Unicode characters in documents are not properly loaded in integ tests

#1

Hi there,

I have an integ test derived from ESIntegTestCase where I index a document with Chinese characters in some fields, e.g.:

POST /account/account
{
    "account_number" : 6666,
    "balance" : 1515,
    "firstname" : "盛虹",
    "lastname" : "Last",
    "age" : 32,
    "gender" : "M",
    "address" : "4587 Some Corridor",
    "employer" : "Some company",
    "email" : "someone@gmail.com",
    "city" : "Beijing",
    "state" : "CN"
}

And then I just search for this document by account_number:

GET account/_search
{
    "query": {
        "term": {
            "account_number": {
                "value": "6666",
                "boost": 1.0
            }
        }
    }
}

The result is the following (note the firstname field value):

{
  "took" : 7,
  "timed_out" : false,
  "_shards" : {
    "total" : 1,
    "successful" : 1,
    "skipped" : 0,
    "failed" : 0
  },
  "hits" : {
    "total" : 1,
    "max_score" : 1.0,
    "hits" : [
      {
        "_index" : "account",
        "_type" : "account",
        "_id" : "iyb5vWoBQx5pa0FSu3t7",
        "_score" : 1.0,
        "_source" : {
          "account_number" : 6666,
          "balance" : 1515,
          "firstname" : "τ\u203a\u203aΦÖ╣",
          "lastname" : "Last",
          "age" : 32,
          "gender" : "M",
          "address" : "4587 Some Corridor",
          "employer" : "Some company",
          "email" : "someone@gmail.com",
          "city" : "Beijing",
          "state" : "CN"
        }
      }
    ]
  }
}

Now the interesting part is that this result I get on my windows machine. On linux the test passes, meaning whatever I stored the same value I get back. What is even more interesting, when I run OSS elasticsearch manually on my windows machine, and try to manually do the steps in the test, I get back the correct value in the search result.

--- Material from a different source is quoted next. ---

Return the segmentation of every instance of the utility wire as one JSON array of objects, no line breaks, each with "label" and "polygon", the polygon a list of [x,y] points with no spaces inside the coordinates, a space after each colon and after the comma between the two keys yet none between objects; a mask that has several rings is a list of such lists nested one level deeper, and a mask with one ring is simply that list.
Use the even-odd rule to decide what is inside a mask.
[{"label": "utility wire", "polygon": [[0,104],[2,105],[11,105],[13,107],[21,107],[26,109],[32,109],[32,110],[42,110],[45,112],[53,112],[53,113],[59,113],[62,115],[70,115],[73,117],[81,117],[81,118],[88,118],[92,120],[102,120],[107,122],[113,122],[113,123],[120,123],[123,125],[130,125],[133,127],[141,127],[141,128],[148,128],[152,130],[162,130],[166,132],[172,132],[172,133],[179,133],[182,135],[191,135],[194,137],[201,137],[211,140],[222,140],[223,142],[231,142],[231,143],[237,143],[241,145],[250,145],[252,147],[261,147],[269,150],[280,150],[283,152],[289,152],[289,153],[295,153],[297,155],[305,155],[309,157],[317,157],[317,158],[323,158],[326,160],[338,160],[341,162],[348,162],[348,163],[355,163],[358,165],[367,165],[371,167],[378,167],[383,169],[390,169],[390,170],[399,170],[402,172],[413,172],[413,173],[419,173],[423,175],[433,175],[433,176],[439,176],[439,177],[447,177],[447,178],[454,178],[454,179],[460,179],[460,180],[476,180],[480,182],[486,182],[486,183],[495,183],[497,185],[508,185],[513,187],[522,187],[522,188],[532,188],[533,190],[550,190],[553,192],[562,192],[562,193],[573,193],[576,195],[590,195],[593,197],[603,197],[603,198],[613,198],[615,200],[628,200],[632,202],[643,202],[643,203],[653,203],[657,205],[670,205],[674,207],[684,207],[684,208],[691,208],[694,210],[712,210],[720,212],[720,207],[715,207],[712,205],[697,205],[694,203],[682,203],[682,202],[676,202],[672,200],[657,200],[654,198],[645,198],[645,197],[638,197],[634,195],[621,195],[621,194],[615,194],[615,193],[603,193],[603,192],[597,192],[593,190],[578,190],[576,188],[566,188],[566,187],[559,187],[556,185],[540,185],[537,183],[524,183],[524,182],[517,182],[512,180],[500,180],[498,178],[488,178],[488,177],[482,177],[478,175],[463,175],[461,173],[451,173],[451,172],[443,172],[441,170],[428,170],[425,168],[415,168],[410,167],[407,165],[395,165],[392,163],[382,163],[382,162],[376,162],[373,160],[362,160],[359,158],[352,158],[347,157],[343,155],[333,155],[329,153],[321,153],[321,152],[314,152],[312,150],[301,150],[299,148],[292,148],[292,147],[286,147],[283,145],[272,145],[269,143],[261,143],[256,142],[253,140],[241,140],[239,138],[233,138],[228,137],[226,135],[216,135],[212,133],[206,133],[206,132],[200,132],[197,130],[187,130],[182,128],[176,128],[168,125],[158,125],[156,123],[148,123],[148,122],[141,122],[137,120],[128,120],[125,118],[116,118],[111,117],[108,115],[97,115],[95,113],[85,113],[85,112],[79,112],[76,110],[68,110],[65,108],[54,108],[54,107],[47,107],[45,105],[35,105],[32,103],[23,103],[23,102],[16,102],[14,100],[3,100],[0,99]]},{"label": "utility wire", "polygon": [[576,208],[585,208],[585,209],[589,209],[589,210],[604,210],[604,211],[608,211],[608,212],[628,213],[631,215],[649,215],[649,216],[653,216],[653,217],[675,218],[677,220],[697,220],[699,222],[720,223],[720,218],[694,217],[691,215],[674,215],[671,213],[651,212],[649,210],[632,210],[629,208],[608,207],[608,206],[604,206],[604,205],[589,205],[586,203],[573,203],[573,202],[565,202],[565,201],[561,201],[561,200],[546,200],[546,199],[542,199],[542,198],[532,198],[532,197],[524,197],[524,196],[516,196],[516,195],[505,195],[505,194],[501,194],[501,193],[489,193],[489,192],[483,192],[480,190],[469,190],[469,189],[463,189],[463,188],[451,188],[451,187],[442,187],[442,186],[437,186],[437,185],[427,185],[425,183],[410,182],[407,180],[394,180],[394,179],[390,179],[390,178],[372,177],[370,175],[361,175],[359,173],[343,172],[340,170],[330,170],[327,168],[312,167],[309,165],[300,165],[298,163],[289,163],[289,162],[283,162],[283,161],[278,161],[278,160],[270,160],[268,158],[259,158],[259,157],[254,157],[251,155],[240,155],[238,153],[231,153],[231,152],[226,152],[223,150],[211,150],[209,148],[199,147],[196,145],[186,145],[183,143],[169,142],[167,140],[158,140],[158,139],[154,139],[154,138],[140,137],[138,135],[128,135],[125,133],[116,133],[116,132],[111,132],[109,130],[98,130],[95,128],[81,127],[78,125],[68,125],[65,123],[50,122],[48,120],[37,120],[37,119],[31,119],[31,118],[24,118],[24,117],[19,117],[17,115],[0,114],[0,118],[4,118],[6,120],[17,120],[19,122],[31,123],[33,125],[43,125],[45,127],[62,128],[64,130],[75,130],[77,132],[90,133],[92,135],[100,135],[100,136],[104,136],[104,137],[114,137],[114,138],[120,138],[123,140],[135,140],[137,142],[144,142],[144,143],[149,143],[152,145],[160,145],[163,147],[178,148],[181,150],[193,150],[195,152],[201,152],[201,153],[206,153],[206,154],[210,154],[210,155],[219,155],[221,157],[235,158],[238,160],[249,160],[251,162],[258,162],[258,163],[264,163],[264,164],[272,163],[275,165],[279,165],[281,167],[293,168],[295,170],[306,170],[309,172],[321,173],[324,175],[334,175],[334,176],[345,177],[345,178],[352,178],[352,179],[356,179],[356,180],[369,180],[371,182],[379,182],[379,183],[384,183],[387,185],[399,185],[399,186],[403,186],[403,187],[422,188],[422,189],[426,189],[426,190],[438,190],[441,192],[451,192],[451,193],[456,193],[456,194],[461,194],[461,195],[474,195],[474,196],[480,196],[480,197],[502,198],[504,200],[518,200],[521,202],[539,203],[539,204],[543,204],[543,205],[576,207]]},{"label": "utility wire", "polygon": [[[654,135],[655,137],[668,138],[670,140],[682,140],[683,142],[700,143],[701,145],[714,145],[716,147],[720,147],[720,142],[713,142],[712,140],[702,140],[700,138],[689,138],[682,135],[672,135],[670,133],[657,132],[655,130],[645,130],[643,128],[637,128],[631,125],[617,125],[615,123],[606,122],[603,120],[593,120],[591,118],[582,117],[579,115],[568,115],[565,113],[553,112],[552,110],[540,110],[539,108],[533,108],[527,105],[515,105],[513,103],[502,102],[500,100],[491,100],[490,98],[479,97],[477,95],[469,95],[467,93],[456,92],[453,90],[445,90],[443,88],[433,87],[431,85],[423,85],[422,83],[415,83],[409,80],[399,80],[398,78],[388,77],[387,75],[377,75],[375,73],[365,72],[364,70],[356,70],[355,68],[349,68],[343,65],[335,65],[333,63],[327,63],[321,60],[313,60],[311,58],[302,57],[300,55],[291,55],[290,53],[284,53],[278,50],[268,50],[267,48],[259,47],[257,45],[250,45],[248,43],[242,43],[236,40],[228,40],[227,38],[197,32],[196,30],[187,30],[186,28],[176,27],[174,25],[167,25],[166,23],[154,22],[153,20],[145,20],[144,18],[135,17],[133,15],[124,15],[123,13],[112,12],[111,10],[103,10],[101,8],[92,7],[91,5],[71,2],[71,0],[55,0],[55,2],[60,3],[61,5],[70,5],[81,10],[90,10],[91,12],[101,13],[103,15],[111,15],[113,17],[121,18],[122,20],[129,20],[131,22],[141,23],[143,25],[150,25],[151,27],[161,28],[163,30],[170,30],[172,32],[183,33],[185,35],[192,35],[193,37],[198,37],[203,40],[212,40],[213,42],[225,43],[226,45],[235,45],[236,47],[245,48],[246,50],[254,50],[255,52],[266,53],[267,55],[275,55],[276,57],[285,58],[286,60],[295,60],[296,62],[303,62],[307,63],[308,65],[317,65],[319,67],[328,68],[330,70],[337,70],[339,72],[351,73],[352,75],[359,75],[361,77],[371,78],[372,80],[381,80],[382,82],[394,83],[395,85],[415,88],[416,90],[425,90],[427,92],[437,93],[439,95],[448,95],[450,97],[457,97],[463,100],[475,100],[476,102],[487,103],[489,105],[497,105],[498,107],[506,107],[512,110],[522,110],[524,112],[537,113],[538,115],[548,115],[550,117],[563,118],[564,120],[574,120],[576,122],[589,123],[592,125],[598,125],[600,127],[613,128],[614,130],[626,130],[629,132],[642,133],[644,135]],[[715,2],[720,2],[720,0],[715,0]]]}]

I am stuck, and not sure how to proceed. I tried removing the file.encoding option from jvm.options in my local cluster (on windows), but that doesn't change anything. Initially I was suspecting this has something to do with windows filesystem encoding, but then how come manual test works fine, perhaps my local cluster comes with different settings which override something that the integ test cluster does not.

Here is the mapping for the account index used in the test:

{
  "settings" : {
    "number_of_shards" : 1
  },
  "mappings" : {
    "account" : {
      "properties" : {
        "gender" : {
          "type" : "text",
          "fielddata" : true
        },
        "address" : {
          "type" : "text",
          "fielddata" : true
        },
        "state" : {
          "type" : "text",
          "fielddata" : true,
          "fields" : {
            "keyword" : {
              "type" : "keyword",
              "ignore_above" : 256
            }
          } 
        }
      }
    }
  }
}
#2

Alright, never mind, found the problem. I was opening a FileStream to read the documents to index, and did not specify the encoding to use, that's why it depended on which environment I ran it. I explicitly specified UTF_8 and the test passes now.